黒い力を手に入れることは簡単だったが、そこから制御することは難しかった。ゼディスに『ブラットラクト』を撃ち込まれていなければ、簡単に闇だけに染まっていただろう。ゼディスの為に……ということで正常でいられた。
逆にエイスがグファートに尋ねる。
「お前たちが人間の信頼を勝ち取れるとは思えないが?」
「そぉでもないわよ~。人間て意外と単純で面白いわよ~。もし、生き残ったら私が、いかに兵士たちにモテモテだったか見せてあげるわ。それは、もう毎日、百万通のラブレターを貰っていたほど!」
「グファート、それ言い過ぎ」
ルリアスがグファートのホラを途中で止める。
「一体、どうやって魔王が降臨したか不明だけど、その辺はいいかしら?」
「なんとなく、予感はしていましたから黒の塔で『覚醒』しようとしていたわけですし……それから、さきに言っておこうと思います。バベルの図書館で調べていた結果から言えば……全滅です」
ブロッサムの言葉を聞くまでもなかった。
光と闇の力を得た彼女たちが城の前にいるだけで、その魔力の差の大きさを思い知っていた。
「ただし、私たちには切り札があります」
「ゼディスの復活の呪文……か?」
ゼディスを置いてきた意味をゼロフォーが確認する。
彼が7魔将・勇者を復活させられる呪文を使える。全員、生き返らせることが可能かは不明だが、ここで魔王と闘い、死ぬまでに魔王の闘い方や弱点を探り、もう一度、蘇ったときその戦いを生かす。

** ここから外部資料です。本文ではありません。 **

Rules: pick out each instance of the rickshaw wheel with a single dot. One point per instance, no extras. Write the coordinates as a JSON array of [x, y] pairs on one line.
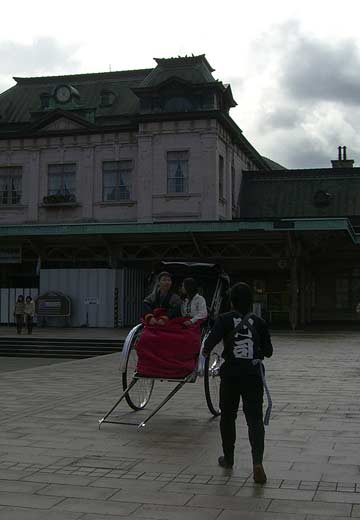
[[212, 380], [140, 394]]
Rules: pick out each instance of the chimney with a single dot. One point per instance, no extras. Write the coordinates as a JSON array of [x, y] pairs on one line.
[[342, 161]]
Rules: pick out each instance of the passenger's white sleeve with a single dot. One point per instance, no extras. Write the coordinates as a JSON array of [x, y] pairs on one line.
[[198, 309]]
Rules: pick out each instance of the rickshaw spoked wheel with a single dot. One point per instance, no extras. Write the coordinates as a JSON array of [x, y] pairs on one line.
[[140, 394]]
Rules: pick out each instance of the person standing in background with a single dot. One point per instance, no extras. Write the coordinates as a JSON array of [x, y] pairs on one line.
[[19, 310], [29, 312]]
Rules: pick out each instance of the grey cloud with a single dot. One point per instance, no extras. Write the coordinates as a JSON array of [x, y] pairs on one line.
[[42, 56], [282, 117], [317, 70], [313, 105]]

相手の手口を全部、曝け出させることが死ぬ前までするべきことだ。それができれば、わずかな勝機の糸口が見える。
「ただ、全員、復活~! なーんて、出来ないでしょうけどね~。魔力的にも精神的にも肉体的にも無理、無理、無理じゃな~い」
ベグイアスの言う通り、一人あたりに大量の魔力を使用する。それから物凄い激痛が一人復活でも伴う。そして、肉体の部位を剥ぎ取られていく。

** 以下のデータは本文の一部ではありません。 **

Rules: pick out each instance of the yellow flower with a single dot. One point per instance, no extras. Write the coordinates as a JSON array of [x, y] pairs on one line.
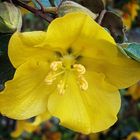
[[134, 136], [73, 70], [25, 125], [134, 91]]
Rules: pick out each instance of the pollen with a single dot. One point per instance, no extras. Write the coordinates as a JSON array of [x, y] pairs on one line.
[[59, 72]]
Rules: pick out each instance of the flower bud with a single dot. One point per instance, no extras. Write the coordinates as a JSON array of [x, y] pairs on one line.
[[10, 18], [70, 6]]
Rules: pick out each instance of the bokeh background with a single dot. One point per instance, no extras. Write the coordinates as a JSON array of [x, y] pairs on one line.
[[128, 125]]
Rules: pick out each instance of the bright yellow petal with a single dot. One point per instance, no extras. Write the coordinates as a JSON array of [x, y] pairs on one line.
[[25, 125], [91, 111], [64, 31], [26, 95], [23, 46], [134, 135]]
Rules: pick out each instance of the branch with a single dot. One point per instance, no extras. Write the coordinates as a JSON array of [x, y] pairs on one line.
[[33, 10]]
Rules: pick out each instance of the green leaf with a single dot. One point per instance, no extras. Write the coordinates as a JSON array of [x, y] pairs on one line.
[[133, 50]]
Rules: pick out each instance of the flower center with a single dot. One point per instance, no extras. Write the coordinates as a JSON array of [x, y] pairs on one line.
[[61, 69]]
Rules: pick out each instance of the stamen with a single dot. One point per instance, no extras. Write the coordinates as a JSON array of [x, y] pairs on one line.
[[79, 68], [56, 65], [62, 86], [51, 77], [83, 83]]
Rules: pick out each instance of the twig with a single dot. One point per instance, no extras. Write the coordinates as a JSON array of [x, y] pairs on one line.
[[33, 10]]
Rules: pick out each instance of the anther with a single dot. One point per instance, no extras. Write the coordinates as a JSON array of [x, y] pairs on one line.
[[79, 68], [51, 77], [83, 83], [61, 87], [56, 65]]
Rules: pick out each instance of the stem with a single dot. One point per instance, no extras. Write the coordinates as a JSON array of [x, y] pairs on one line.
[[33, 10], [101, 16]]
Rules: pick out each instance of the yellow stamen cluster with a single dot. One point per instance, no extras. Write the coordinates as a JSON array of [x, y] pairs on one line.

普通に考えれば二人、多くて三人蘇らせるのがやっとだと思える。
が、ゼディスなら……という気持ちが彼女たちにはある。
「まぁ、誰が蘇っても恨みっこなし、ってことでいいんじゃない?」
「そうですね。こちらで選べるわけでもなし……」
ドキサの言葉にスアックが頷く……。
魔王城の門をくぐる。
すでに、魔族を殺しているのか、敵兵の一人も見当たらない無防備な城だった。